Elissa started the program after she got let off as the grant writer from her previous job due to lack of funding. But Elissa remained hopeful: “I was thinking if I can do grant writing… for an individual and now a group and an agency, I could probably do it for myself.” Through research, Elissa learned of things she had never heard together before, like fiscal sponsors. She also learned of individual artist grants and artist councils, which became the main source of funding for the Morrisania Band Program. In 2016, the group received two grants from the Bronx Council on the Arts: the Arts Funds grant and the Artists for Community grant.

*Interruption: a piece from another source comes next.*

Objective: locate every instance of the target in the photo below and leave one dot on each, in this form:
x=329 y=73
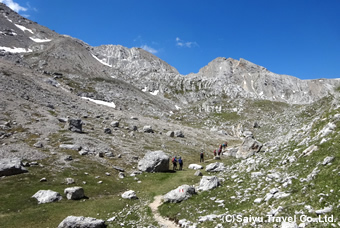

The mission of the Bronx Council on the Arts is to advocate for cultural equity by nurturing the development of a diverse array of artists and arts organizations, and by building strong cultural connections in and beyond The Bronx.[5] Thus far in 2017, the band has won three more grants, including a 2017 Neighborhood Grant from Citizens Committee for New York City, another 2017 Arts Funds grant, and “in our backyard” selected MBP for the 2017 Healthy Neighborhoods Challenge to host a benefit concert for sickle cell disease (SCD) awareness.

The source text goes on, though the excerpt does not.